In the end, Missouri courts held that the foundation, university and Baptist Home could not legally alter their charters with self-perpetuating trustee boards to supplant MBC-elected trustees. The insurance company for some of the breakaways paid $6.5 million in legal fees and costs, covering all of the convention’s legal fees and leaving a surplus that made the MBC debt-free for the first time in years. The convention was able to buy back nearly 1,000 Windermere acres from a lender in 2014 and bought the conference center facility and property at a foreclosure in 2019.
Hinkle and The Pathway, Whitehead underscored, “covered all of these stories – month by month for 16 and a half years – in a way that informed Missouri Baptists as well as Baptists across the SBC who realized these cases set precedents for all ministry non-profit organizations.”
Stories that impact lives
In The Pathway’s day-in, day-out coverage, associate editor Ben Hawkins calls it “a joy to partner with a team of great writers and photographers to tell the story of Missouri Baptist churches. We’ve had the privilege to write articles involving evangelism, missions, local churches, disasters, the history of the church, faith and science, public policy, religious liberty and many cultural issues that call for Christian worldview thinking.”
Particularly poignant to Hawkins was a story about “how God was using a church to reach drug addicts for the gospel, and those new believers were passing along the gospel message to their friends and families.” Among them was a drug addict who had turned to Christ. “A few weeks after publishing the story, someone told me that this new believer was showing his addict-friends his story in The Pathway.

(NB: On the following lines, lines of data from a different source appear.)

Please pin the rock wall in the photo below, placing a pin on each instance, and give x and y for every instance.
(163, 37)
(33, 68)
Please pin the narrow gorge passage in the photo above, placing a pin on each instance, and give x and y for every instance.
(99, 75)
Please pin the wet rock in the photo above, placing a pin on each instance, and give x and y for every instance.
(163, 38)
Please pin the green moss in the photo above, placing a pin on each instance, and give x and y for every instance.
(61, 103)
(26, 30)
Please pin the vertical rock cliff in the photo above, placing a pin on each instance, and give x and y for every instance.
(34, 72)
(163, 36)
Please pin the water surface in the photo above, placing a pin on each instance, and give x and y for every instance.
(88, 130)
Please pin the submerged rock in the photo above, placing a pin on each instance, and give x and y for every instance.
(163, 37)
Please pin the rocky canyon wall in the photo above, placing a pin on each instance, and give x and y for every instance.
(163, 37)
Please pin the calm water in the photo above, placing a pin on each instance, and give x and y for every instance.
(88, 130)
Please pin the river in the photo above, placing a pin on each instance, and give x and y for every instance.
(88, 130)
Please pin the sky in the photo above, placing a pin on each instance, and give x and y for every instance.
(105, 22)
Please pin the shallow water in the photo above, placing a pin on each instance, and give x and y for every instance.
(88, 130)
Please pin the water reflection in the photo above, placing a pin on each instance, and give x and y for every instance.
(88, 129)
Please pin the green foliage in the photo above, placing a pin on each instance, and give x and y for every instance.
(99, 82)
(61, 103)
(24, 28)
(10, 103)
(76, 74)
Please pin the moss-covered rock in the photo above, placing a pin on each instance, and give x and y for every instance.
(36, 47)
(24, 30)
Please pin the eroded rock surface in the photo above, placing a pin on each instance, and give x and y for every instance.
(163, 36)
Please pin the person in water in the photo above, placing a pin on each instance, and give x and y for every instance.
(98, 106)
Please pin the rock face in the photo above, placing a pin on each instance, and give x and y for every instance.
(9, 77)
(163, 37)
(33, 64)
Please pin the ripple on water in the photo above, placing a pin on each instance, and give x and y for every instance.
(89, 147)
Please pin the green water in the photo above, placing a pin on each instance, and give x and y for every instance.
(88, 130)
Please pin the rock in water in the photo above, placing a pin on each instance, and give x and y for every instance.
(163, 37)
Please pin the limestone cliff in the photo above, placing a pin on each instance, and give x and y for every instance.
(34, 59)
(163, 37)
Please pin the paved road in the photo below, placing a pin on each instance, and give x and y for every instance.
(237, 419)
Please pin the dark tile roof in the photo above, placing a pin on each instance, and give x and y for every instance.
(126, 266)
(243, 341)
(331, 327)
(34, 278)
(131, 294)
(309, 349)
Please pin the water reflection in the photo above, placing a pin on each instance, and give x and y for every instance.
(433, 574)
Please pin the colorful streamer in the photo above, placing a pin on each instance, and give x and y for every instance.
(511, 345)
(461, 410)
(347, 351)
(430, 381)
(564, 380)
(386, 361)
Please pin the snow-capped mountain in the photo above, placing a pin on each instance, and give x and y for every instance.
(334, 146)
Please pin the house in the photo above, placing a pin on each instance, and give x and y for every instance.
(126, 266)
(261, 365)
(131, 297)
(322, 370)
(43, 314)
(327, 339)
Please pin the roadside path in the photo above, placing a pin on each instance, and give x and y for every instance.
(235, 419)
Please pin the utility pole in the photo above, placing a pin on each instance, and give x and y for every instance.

He used the article to share with dozens of people about what Christ had done for him and what Christ could do for them.” It was a fresh reminder to Hawkins “that we have seen God’s glory in the gospel of Jesus Christ, and that sharing stories about what He is doing can impact lives.”
Smiles and food for thought are regularly supplied by The Pathway’s columnists, Rhonda Rhea among them. An award-winning author of 20 books, the humor columnist is the wife of Richie Rhea, who retired as senior pastor of Troy’s First Baptist Church in 2020 and now serves as care pastor at NorthRoad Church in Moscow Mills.
“What a blessing it’s been to participate in the amazing ministry of The Pathway,” said Rhea, who has penned well over 200 columns since October 2010, bringing a Scripture or two to bear on such topics as doing the laundry, frozen dinners and remembrances of shopping with five children in tow. “My role is a li’l bit that of comic relief,” which means that “The Pathway powers-that-be have exercised an extra measure or two of grace. Possibly three measures. Per column.
“It still tickles me that every year – even when I’m not in Missouri – people recognize me more often for my role in The Pathway’s ministry than for even national and international magazines,” Rhea said.
In charting the course ahead for its news and feature stories, its columns and other special features, The Pathway is anchored in “the paths” referenced in Jeremiah 6:16, a motto suggested by the late Cindy Province of Dardenne Baptist Church in Defiance who chaired the search committee that recommended Hinkle in 2002: “This is what the LORD says: / ‘Stand by the ways and see and ask for the ancient paths, / Where the good way is, and walk in it; / Then you will find a resting place for your souls. …’” (NASB).
“More than ever,” Hinkle said, “we must rely on the infallibility, inerrancy and sufficiency of Scripture to guide our coverage as we help Southern Baptists navigate the challenges presented by an ever-changing culture. We must be vigilant watchmen in the watchtower, even as we keep telling the old, old story of Jesus and His love.”